For the uninitiated, especially foreign observers, the United States’ presidential election campaign can seem like an epic narrative in which the protagonists pass through various trials en route to salvation, with the U.S. media’s nonstop coverage resounding like a Greek chorus. Now that the made-for-television Republican and Democratic conventions are over, the odyssey of President Barack Obama and his Republican challenger, Mitt Romney, continues with three face-to-face encounters in October.

The first debate is scheduled to take place here at the University of Denver on Oct. 3. Both candidates received some (well-deserved) criticism during the conventions for appealing to peoples’ emotions instead of addressing facts and policies. In the debates, that should change as they confront each other directly while making their case to voters.

But Oct. 3 is only the beginning. The vice-presidential candidates will square off on Oct. 11, while Obama and Romney will meet again on Oct. 16 and then for the last debate, on Oct. 22.

Foreign policy has made few appearances in the campaign, but the final debate is supposed to be devoted to the subject, thereby giving voters a sustained view of how the candidates view the world. Obama has spoken periodically over the course of his presidency about foreign policy (albeit before the current campaign), whereas Romney has said far less. Anxious to distance himself from the legacy of the previous Republican administration, he never mentions former President George W. Bush and avoids mention of the two wars of the last decade.

Indeed, when Romney formally accepted the Republican nomination at the party’s convention, he went so far as not to mention U.S. troops in the field, an omission that the Democrats pounced upon when their convention met a week later. Ironically, it is the Republicans who have prided themselves in recent years as the party that took up President John F. Kennedy’s call to “pay any price” and “bear any burden” in defense of liberty. But both Romney and his running mate, Paul Ryan, display little or no interest in foreign affairs, apart from assuring voters that Israel’s interests will be safeguarded, Iran’s will not be, and whatever the United States does must be tough and strident.

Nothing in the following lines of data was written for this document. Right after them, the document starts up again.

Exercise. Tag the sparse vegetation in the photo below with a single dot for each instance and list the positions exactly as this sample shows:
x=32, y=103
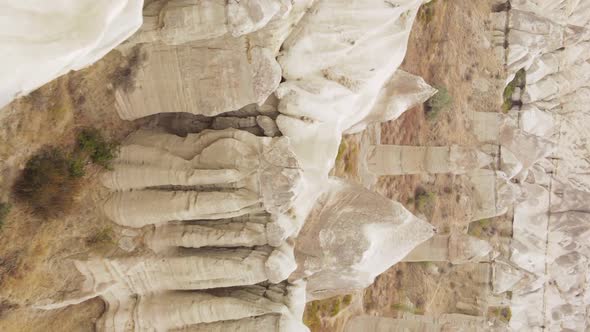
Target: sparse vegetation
x=103, y=236
x=504, y=314
x=4, y=211
x=50, y=179
x=440, y=102
x=519, y=81
x=124, y=76
x=426, y=12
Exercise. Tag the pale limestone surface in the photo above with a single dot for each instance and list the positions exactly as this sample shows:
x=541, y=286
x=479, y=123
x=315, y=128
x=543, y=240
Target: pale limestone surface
x=550, y=41
x=226, y=208
x=351, y=236
x=208, y=57
x=456, y=248
x=43, y=40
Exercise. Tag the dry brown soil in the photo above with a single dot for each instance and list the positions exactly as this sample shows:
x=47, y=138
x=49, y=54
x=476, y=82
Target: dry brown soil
x=450, y=49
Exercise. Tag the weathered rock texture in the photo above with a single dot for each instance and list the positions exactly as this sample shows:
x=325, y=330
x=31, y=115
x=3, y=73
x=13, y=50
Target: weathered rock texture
x=401, y=160
x=547, y=45
x=208, y=57
x=41, y=41
x=447, y=322
x=241, y=229
x=351, y=236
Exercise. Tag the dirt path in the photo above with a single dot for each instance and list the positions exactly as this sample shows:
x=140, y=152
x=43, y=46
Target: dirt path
x=449, y=49
x=36, y=254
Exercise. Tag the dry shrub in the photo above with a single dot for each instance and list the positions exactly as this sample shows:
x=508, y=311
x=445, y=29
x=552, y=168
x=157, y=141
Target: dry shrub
x=4, y=211
x=9, y=265
x=47, y=184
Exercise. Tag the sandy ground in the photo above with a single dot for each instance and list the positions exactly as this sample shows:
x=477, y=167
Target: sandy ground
x=449, y=50
x=36, y=255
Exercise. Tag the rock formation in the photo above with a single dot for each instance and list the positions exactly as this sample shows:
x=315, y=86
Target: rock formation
x=447, y=322
x=455, y=248
x=547, y=51
x=401, y=160
x=42, y=41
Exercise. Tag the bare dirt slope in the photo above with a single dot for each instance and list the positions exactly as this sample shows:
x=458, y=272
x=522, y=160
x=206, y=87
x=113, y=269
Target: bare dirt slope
x=449, y=47
x=36, y=254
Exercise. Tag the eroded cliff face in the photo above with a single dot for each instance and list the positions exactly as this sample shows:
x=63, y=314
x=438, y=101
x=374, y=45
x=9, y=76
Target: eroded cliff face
x=43, y=41
x=547, y=52
x=237, y=230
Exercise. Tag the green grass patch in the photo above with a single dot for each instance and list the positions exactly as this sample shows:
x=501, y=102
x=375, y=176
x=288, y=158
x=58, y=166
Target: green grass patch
x=504, y=314
x=425, y=201
x=93, y=145
x=51, y=178
x=481, y=228
x=4, y=211
x=427, y=12
x=103, y=236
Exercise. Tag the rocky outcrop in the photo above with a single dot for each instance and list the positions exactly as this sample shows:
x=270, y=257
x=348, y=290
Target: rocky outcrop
x=234, y=227
x=547, y=49
x=42, y=41
x=351, y=236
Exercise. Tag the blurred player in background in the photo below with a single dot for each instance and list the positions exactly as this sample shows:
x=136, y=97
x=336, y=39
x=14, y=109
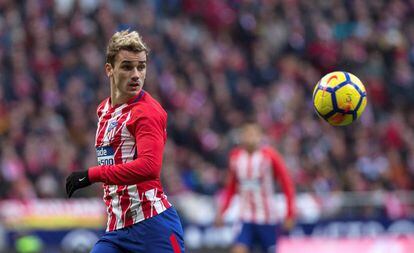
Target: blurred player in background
x=129, y=144
x=253, y=169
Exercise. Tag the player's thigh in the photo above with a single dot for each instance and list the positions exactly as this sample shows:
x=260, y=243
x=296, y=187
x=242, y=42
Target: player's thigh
x=244, y=237
x=162, y=233
x=239, y=248
x=267, y=235
x=105, y=246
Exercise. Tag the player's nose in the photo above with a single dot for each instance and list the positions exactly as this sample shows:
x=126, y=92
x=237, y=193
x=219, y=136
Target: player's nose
x=135, y=75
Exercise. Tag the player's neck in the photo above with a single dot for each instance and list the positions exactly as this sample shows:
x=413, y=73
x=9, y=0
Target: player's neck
x=118, y=99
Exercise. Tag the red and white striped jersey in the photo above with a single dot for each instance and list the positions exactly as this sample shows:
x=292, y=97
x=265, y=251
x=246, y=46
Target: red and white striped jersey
x=129, y=143
x=252, y=176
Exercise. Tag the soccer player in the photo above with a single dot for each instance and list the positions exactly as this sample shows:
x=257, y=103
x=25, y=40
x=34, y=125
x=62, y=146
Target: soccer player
x=253, y=170
x=130, y=140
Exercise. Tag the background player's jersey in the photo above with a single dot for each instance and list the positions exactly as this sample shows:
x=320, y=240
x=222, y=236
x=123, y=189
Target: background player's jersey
x=129, y=144
x=252, y=176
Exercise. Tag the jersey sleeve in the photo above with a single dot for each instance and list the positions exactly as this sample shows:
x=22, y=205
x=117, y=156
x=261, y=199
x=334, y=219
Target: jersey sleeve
x=231, y=185
x=150, y=137
x=281, y=174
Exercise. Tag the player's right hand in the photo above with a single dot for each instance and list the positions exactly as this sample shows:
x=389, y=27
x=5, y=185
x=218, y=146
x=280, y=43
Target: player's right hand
x=75, y=181
x=218, y=221
x=288, y=224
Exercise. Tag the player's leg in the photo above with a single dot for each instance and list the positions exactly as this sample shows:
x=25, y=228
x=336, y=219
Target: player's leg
x=244, y=239
x=106, y=246
x=267, y=236
x=160, y=234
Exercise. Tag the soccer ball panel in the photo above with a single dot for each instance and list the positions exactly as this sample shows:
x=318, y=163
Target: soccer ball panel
x=340, y=119
x=323, y=102
x=333, y=79
x=347, y=97
x=362, y=107
x=355, y=80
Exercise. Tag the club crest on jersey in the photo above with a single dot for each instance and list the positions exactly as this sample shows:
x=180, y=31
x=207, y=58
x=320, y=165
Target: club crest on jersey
x=111, y=130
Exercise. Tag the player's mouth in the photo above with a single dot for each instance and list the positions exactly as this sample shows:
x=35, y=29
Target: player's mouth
x=134, y=85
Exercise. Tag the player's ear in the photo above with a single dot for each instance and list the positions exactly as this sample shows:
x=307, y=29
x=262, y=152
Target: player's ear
x=108, y=69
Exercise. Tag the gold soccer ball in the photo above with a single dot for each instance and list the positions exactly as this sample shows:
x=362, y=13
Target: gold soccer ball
x=339, y=98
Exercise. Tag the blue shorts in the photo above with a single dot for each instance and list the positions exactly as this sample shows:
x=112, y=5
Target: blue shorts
x=160, y=234
x=262, y=235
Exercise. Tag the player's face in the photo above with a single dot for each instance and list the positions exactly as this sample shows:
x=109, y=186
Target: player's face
x=128, y=74
x=251, y=136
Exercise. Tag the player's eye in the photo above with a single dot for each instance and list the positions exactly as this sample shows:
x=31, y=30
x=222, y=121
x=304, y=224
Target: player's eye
x=127, y=67
x=141, y=67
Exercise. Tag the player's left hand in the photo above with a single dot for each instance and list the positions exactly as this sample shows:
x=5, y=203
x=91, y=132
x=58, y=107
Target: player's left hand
x=75, y=181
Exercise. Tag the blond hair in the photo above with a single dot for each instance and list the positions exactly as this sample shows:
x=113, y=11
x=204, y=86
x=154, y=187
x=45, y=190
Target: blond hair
x=124, y=40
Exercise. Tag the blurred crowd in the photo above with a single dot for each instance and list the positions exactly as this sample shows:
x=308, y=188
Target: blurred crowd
x=213, y=65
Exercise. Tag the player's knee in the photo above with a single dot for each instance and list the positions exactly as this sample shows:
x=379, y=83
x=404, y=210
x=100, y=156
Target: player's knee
x=239, y=248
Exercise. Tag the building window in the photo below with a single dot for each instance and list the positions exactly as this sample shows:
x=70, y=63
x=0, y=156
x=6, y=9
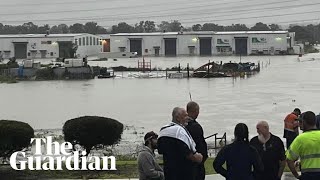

Though the third debate will address foreign-policy issues, viewers will probably remain starved for signs of what might follow in terms of statecraft. Foreign policy in U.S. politics is often an exercise in demonstrating strength rather than wisdom. On Iran, the debate will, at best, address how to “solve” (no one will dare say manage) the nuclear threat by using sanctions and military action. A serious discussion of how to sustain fledgling multinational negotiations between Iran and the world’s six most powerful countries (the so-called P5 + 1) - a process denounced by many American pundits as a waste of time - is unlikely.

Indeed, Iran’s nuclear aspirations, one of the most pressing issues of our time, may well be reduced to whether the U.S. should support Israel in the event that its government takes military action. One is hard pressed to find any analyst who believes that Israeli air strikes could do more than set back Iran’s program for a few months while unifying fractured Iranian opinion around support for nuclear weapons.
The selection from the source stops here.